Traditional Suzhou architectural forms are reborn in the award-winning Dajia community villas, a development of contemporary homes that embraces the city's poetic past. Dajia was completed in December 2017, by Chinese firm Lacime Architects
It's no secret that, since ancient times, Chinese culture has valued the family above all else. This is reflected in its architecture, with traditional Chinese houses based on the concept of the courtyard, which connects individual family members through multiple entries to the home. The underlying reasons for this philosophy, ranging from the psychological to the spiritual, also help to define modern Chinese architecture. Enter the Dajia community villa project, a unique residential development in historical Suzhou. It's important to understand that the 2,500-year-old city has a long history of urban planning: the Pingjiang Map, depicting part of the city, was carved in stone during the Southern Song dynasty (1127-1279) and is the earliest discovered city-planning map in China. With hundreds of intertwining rivers, water plays an integral role in Suzhou's landscape, to the extent that the "water lane" of a residential area has become a communal space. Continuing this long tradition of history and culture, Dajia takes a modern approach to the traditional spatial order, blending architecture and the natural environment.
Spanning 980sqm (10,550sqf) on a flat parcel of land adjacent to Qingjian Lake, in the Suzhou Industrial Park area, Dajia employs modern construction materials such as ultra-white glass, aluminium plate and white linen stone, anti-arc roofing and a facade effect. Strikingly, the project retains the charms of the past. It addresses the classic multiple-entry courtyard with a square axis and a series of traditional Chinese gardens. Other elements are almost poetic: the slightly raised roof has the distinct curvature of a bird's spread wings. The project embraces the city's waterways with a river that effectively divides the developement into two blocks – north and south – connected by a stunning double bridge.
The project was shortlisted for the 2018 World Architecture Festival Awards in the Civic and Community category
This unique double bridge was shortlisted for the 2018 Structural Awards, in the Pedestrian Bridges category, with the judges commenting: "The brief was to provide bridges of equivalent high quality in a form that recognises the traditional Chinese footbridge. Old bridges were made of wood, had relatively short spans and were covered with a tiled roof. The challenge was to create a new design in contemporary materials that could span 28 metres. The design that was developed makes use of the canopy and the bridge deck, working together with ingenious triangulated steel frames… [These] are placed in the centre of the footpath so that both sides of the bridge are entirely clear of structure. The result is a very elegant, contemporary version of the traditional bridge."
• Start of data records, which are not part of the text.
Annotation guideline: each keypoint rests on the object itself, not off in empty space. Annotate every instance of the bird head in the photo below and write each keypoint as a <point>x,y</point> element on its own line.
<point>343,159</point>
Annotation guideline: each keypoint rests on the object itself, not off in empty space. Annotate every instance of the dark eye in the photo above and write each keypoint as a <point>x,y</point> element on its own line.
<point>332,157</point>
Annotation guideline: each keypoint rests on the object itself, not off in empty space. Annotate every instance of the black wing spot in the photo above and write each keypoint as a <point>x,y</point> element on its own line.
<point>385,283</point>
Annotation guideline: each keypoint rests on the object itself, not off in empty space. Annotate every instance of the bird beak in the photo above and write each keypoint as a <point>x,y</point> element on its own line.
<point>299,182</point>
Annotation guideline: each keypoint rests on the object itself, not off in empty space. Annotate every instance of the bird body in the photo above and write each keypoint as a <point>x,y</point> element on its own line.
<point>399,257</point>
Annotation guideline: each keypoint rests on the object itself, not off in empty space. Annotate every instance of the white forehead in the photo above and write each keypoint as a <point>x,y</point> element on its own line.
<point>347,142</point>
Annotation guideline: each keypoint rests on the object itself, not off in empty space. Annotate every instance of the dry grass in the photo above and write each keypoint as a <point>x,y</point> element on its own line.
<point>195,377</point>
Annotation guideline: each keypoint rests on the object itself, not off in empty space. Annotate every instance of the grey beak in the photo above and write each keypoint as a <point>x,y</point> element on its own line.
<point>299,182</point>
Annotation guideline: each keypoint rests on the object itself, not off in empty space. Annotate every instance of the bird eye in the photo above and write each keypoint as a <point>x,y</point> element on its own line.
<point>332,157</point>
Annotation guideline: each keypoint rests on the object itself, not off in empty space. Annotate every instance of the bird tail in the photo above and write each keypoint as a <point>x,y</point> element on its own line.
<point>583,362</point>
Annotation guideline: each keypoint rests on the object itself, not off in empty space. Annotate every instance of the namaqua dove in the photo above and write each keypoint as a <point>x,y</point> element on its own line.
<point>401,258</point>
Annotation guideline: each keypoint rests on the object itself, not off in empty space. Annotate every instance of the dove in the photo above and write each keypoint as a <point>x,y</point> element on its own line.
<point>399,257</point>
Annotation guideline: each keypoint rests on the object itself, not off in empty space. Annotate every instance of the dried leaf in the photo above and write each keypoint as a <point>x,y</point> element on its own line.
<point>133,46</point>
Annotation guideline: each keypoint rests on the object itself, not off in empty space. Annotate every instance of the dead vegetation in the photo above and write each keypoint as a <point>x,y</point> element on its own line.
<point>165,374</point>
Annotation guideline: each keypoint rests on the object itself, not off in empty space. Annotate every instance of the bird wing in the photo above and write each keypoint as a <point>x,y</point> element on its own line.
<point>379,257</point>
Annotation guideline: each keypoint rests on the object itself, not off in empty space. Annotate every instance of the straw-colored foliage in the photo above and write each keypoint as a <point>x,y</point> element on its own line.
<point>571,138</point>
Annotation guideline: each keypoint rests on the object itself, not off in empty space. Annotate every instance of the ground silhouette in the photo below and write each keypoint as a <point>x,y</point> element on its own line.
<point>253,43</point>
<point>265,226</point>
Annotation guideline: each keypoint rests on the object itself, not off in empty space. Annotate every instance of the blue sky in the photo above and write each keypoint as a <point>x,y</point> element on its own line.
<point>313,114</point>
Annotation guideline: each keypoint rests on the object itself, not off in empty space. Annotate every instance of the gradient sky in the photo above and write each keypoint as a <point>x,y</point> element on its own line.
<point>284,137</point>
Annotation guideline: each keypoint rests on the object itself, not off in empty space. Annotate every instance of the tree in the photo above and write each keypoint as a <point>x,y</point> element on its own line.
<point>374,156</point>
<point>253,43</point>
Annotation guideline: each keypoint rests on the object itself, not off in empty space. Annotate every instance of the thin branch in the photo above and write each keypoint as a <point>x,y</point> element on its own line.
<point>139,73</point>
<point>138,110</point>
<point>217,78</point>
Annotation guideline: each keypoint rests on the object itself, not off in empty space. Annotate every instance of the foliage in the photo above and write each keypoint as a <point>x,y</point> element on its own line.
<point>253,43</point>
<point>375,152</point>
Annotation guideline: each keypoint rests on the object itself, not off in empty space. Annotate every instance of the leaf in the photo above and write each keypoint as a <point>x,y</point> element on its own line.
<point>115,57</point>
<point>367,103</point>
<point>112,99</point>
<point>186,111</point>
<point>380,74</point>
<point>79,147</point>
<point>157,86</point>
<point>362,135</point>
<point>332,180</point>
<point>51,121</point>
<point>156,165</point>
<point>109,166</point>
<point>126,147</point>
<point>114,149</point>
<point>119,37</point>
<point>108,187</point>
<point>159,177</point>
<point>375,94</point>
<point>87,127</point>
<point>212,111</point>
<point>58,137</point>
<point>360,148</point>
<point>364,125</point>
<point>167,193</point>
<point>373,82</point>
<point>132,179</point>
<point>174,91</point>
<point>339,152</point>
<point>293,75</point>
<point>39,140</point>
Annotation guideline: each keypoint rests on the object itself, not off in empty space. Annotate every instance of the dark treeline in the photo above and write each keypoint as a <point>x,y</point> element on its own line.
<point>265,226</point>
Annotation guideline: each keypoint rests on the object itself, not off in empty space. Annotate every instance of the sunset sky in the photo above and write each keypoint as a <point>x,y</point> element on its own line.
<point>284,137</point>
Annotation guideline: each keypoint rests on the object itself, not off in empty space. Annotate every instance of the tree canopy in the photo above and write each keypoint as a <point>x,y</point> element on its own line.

Dajia was completed in December 2017, with acclaimed Chinese firm Lacime Architects handling the architectural design and Song Zhaoqing as the project's chief architect. Among the project's accolades, it was shortlisted for the 2018 World Architecture Festival Awards in the Civic and Community category, and won the Innovative Architecture category at the 2018 Iconic Awards. Following tradition, but in keeping with modern times, Dajia has the harmony of poetry – free of boundaries, full of whimsy, and with echoes of the past as it looks firmly towards the future.